I'm a strong static-typing advocate, and for years this has put me off learning Clojure. (In fact, my very first HN submission, back in 2010, was about Clojure: https://hackernews.hn/item?id=1453259). I've been coding exclusively in Clojure for the last month however, and I found it extremely enjoyable to use. Much easier to learn than Haskell, for example, because Clojure isn't purely functional.
The key of Clojure is that it's pragmatic, as opposed to dogmatic. It's a language designed to solve real-world problems in production environments (hence the focus on concurrency, for example).
Also, being a lisp, it's a "programmable programming language", and once you realize the power that that gives you, it's hard not to fall in love with it.
I learned Clojure from the book Clojure Programming (http://smile.amazon.com/Clojure-Programming-Chas-Emerick/dp/...). Once the book gets past the basics, it starts giving lots of concrete examples for how to solve real problems idiomatically in Clojure.
Well, p in pmap does stand for parallel. :) The two are obviously linked, Storm does both parallel and concurrent processing on the data. Another example is PigPen (http://techblog.netflix.com/2014/01/introducing-pigpen-map-r...) from Netflix. As far as pure concurrency goes, I'm not sure any companies have articles discussing that.
Ok thank you. Implementing map reduce style parallzation doesn't need any language level support. I don't see how clojure is any better at this than say java ( hadoop is java after all).
I am looking for 'pure concurrency' in a app like videos games exctracting last ounce of processing power from a multicore machine. This what the original comment stated was the core competence of Clojure.
>I am looking for 'pure concurrency' in a app like videos games exctracting last ounce of processing power from a multicore machine. This what the original comment stated was the core competence of Clojure.
That's not actually what the parent comment stated though. It says that Clojure is designed to solve real-world problems in production environments.
In many cases this doesn't mean squeezing out the last ounce of processing power, but being able to reason about concurrent code safely. You pay an overhead of using immutability in order to facilitate higher correctness.
When your system grows it becomes important to be able to reason about parts of it in isolation. This is particularly important when you're running in a multithreaded environment.
That's what people generally mean when they say that Clojure has focus on concurrency. Since the data is immutable you can make assumptions about what the code is doing that you wouldn't be able to make otherwise.
I have a friend who is deeply into modern static-typed languages (Haskell and OCaml), but has worked professionally for a couple of years in Clojure. His big gripe with Clojure is that it's still dynamically typed, and thus vulnerable to type-based uncertainties. In languages like OCaml, lots of bugs are actually syntax errors and will be caught at compile time.
On the other hand, Clojure is at least a functional language. You get the benefits of immutability, no side effects, higher order functions, etc, in a neat and understandable package. And it runs in the JVM and thus has access to the bazillion or so libraries written in Java, thus getting around the interop problems that other modern languages (and some older ones) have.
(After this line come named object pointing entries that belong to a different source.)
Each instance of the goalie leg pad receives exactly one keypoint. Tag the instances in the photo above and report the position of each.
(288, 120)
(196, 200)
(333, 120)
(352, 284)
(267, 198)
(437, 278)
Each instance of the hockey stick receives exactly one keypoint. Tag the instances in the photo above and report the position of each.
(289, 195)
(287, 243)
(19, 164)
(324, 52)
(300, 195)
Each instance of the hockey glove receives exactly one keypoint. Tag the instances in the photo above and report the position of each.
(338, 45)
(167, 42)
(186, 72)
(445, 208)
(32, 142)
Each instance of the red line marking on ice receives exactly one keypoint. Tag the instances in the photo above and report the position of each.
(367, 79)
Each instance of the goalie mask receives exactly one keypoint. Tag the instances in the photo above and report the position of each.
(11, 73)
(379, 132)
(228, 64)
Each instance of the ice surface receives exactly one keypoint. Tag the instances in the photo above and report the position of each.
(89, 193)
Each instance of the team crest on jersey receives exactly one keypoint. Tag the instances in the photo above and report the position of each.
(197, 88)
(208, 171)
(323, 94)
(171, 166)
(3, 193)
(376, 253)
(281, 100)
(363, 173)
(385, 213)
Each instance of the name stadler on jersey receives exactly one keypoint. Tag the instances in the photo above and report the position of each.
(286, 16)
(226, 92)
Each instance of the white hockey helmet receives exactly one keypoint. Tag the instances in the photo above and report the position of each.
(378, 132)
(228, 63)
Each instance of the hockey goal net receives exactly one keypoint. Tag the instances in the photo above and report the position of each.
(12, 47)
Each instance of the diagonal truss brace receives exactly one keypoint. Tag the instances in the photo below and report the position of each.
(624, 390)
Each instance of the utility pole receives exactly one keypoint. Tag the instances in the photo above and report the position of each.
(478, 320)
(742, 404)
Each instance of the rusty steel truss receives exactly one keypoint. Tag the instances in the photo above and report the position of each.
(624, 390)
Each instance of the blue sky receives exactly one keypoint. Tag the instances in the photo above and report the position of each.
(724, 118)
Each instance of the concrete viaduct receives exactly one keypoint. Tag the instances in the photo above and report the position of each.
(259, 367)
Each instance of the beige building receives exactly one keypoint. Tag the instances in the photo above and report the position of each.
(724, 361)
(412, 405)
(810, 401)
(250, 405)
Has your friend used core.typed[0]? I haven't really, but I've wondered if it might be the perfect balance for people who really miss their type system.
On the contrary, I came from Haskell-land and was impressed by Typed Clojure, at least in that it is capable of representing some things that are not easily represented in Haskell types. For example, union and intersection types can be pretty powerful. They can have easy variadic functions, and the occurrence typing is sweet -- after a runtime null check, it will remove the `Nil` type from a type union within the if-branch, or a runtime collection-empty check will modify the type in the subsequent branch to no longer include a case for a possibly-empty sequence.
On the other hand, Typed Clojure does not offer nearly the cohesive experience one gets from Haskell, nor do the types guide optimizations etc. Type checking is really a lint step rather than a build step. And almost all existing Clojure code is still dynamically typed, so you can't usually infer how to use a lib based on its type signatures (since it doesn't have them), which I love being able to do in hs.
I'm a huge static typing fan though outside of Java I'm really only currently into Scala. The issue comes up once in a while, mostly when I miss my tooling, but for a lot of cases, a library like Schema by Prismatic meets what you would want a type system for.
Back to tooling, usually you're into a mess of apis because you are forced to use or choose a type, which then enters a whole world of semantics architects love arguing about. For Clojure, a lot of functionality can be clear and concisely done in maps and lists and the handful of functions which operate on them.